El presidente Russell M. Nelson enseñó: “La doctrina pura de Cristo es poderosa; cambia la vida de todo aquel que la entiende y procura implementarla en su vida”21.
El élder Dieter F. Uchtdorf enseñó: “[La guía] Para la Fortaleza de la Juventud declara con claridad la doctrina de Jesucristo [y] los invita [a ustedes, los jóvenes] a tomar decisiones basándose en [ella]”22.
El élder Dale G. Renlund enseñó: “Invitamos a los misioneros a hacer lo que ellos piden hacer a quienes enseñan: […] aplicar la doctrina de Cristo en su vida [y] seguir adelante y permanecer en la senda de los convenios”23.
La doctrina de Cristo confiere poder a quienes tienen dificultades o sienten que no pertenecen a la Iglesia, pues, como declaró el élder D. Todd Christofferson, les ayuda a “afirmar: Jesucristo murió por mí […]. Él me ama”24.
Padres, si su hijo o hija tiene dificultades con algún principio del Evangelio o alguna enseñanza profética, por favor, resistan todo impulso de hablar mal25 o criticar activamente a la Iglesia o a sus líderes. Ese proceder inferior y secular no es digno de ustedes, y puede ser letal para la fidelidad a largo plazo de su hijo26. Dice mucho de ustedes el que deseen proteger a su preciado hijo, que intercedan por él o muestren señales de solidaridad con él; pero mi esposa, Jayne, y yo sabemos por experiencia propia que enseñar a nuestros amados hijos por qué todos necesitamos desesperadamente a Jesucristo y cómo aplicar Su gozosa doctrina es lo que los fortalecerá y sanará. Hagamos que acudan a Jesús, quien es Su verdadero intercesor ante el Padre. El apóstol Juan enseñó: “… el que persevera en la doctrina de Cristo […] tiene al Padre y al Hijo”. Luego nos advierte que tengamos cuidado “[s]i alguno viene a vosotros y no trae esta doctrina”27.

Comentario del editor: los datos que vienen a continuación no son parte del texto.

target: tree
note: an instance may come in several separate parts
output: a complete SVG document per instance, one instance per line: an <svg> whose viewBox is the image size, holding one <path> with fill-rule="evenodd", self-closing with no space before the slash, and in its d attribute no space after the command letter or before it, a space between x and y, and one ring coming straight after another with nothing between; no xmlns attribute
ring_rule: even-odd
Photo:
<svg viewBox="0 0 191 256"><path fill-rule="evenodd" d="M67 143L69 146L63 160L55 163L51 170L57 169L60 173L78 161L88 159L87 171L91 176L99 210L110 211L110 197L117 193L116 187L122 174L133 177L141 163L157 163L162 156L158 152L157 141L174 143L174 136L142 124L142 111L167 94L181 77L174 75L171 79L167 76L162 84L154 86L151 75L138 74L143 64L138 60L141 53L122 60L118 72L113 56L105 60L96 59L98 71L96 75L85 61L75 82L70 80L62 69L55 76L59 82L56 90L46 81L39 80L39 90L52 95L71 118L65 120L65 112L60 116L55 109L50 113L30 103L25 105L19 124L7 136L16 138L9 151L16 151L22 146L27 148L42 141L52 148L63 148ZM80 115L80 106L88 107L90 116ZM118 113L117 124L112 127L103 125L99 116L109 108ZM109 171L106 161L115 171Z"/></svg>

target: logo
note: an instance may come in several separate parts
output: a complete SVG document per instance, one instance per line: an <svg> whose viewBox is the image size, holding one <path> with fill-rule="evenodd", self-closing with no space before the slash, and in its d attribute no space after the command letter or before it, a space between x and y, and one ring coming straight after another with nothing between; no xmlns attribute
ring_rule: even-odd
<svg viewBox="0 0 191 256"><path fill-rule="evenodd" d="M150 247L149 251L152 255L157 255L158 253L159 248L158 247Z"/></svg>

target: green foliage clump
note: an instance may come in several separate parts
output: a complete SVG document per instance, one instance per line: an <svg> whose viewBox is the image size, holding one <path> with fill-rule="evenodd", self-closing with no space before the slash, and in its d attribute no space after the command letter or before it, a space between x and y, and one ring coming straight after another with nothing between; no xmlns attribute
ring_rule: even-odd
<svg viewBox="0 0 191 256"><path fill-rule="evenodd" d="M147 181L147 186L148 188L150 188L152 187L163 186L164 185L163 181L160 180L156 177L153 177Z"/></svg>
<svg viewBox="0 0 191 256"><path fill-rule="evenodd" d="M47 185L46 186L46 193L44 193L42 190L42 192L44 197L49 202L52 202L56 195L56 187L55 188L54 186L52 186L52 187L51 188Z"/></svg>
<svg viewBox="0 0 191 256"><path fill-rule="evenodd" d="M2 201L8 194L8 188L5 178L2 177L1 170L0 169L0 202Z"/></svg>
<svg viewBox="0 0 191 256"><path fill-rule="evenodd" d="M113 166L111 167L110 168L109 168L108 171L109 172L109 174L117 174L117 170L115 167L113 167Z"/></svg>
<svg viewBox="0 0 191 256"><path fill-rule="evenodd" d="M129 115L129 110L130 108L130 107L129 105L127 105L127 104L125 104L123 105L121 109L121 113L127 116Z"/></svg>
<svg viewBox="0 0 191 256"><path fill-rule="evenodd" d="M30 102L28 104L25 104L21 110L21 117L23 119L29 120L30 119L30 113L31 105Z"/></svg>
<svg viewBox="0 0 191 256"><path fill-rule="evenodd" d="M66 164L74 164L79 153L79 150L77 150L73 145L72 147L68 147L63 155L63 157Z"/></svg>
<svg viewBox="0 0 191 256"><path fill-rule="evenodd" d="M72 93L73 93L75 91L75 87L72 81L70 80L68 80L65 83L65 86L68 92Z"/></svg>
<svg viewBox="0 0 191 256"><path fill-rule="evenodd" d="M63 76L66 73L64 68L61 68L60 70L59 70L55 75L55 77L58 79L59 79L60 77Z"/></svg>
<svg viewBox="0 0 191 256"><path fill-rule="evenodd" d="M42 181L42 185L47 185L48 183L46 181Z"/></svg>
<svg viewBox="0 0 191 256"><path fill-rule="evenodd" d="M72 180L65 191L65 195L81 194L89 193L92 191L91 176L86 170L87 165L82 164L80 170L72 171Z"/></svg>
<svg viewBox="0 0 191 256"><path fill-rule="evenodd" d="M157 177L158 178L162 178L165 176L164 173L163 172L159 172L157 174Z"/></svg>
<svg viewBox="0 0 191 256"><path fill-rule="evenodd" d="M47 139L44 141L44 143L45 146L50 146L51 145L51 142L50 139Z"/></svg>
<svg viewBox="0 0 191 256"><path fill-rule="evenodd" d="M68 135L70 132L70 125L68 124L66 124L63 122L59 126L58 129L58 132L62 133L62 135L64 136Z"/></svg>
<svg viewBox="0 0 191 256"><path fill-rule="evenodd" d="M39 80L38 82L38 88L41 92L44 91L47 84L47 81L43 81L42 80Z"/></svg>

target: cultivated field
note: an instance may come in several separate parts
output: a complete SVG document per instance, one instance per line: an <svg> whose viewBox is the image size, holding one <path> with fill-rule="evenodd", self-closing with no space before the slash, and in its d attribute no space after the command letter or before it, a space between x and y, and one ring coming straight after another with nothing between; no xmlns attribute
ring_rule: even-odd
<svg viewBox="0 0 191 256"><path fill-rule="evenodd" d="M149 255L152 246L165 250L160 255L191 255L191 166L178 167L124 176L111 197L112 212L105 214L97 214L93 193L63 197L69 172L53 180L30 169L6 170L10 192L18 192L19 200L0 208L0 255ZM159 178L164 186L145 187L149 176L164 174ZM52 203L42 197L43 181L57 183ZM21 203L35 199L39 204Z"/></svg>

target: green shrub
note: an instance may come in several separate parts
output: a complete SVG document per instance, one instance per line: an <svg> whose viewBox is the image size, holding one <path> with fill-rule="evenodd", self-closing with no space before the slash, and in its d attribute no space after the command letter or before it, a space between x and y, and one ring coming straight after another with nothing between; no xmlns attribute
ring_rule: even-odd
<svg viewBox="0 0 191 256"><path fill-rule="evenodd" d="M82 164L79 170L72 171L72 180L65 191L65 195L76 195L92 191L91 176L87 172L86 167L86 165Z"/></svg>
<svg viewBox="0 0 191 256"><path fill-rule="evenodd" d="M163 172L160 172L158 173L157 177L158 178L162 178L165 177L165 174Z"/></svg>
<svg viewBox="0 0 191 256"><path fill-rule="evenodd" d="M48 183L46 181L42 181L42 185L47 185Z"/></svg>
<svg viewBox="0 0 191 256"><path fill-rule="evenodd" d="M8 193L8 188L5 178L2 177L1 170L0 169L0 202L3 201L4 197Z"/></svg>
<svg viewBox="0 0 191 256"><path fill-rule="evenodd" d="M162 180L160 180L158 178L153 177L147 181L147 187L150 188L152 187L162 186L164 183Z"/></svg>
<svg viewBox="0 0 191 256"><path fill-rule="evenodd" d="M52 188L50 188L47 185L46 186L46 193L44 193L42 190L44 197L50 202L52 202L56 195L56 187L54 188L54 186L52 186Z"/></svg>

Jayne y yo visitamos recientemente el desierto donde Moisés levantó una serpiente de bronce ante los errantes hijos de Israel. El Señor había prometido sanar a todos los que fuesen mordidos por las serpientes ponzoñosas, si tan solo la miraban28. Al levantar la doctrina de Cristo ante nosotros, el profeta del Señor está haciendo lo mismo “para sanar a las naciones”29. Sean cuales sean las mordeduras, el veneno o las luchas que experimentemos en este desierto terrenal, no seamos como aquellos de la antigüedad o de la actualidad, que podrían haber sido sanados, pero, tristemente, “la razón por la que no quisieron mirar fue que no creyeron que los sanaría”30. El Libro de Mormón afirma: “Y ahora bien […], esta es la senda; y no hay otro camino, ni nombre dado debajo del cielo por el cual el hombre pueda salvarse en el reino de Dios. Y ahora bien, he aquí, esta es la doctrina de Cristo”31.
Aquella noche en Nueva Jersey, el compartir por qué necesitamos a Jesucristo y Su doctrina me dio a mí una nueva hermana y a ella un nuevo hermano; ambos sentimos el testimonio apacible y confirmador del Espíritu Santo. De manera natural, la invité a dar su información de contacto y continuar la conversación con nuestros misioneros, y ella estuvo encantada de hacerlo.
“Por lo tanto, cuán grande es la importancia de dar a conocer estas cosas a los habitantes de la tierra”, declara el Libro de Mormón —de amar, compartir e invitar32—, conforme recogemos a Israel en todas nuestras comunidades y familias, “para que sepan que ninguna carne puede morar en la presencia de Dios, sino por medio de los méritos, y misericordia, y gracia [y doctrina] del Santo Mesías”33. En el nombre de Jesucristo. Amén.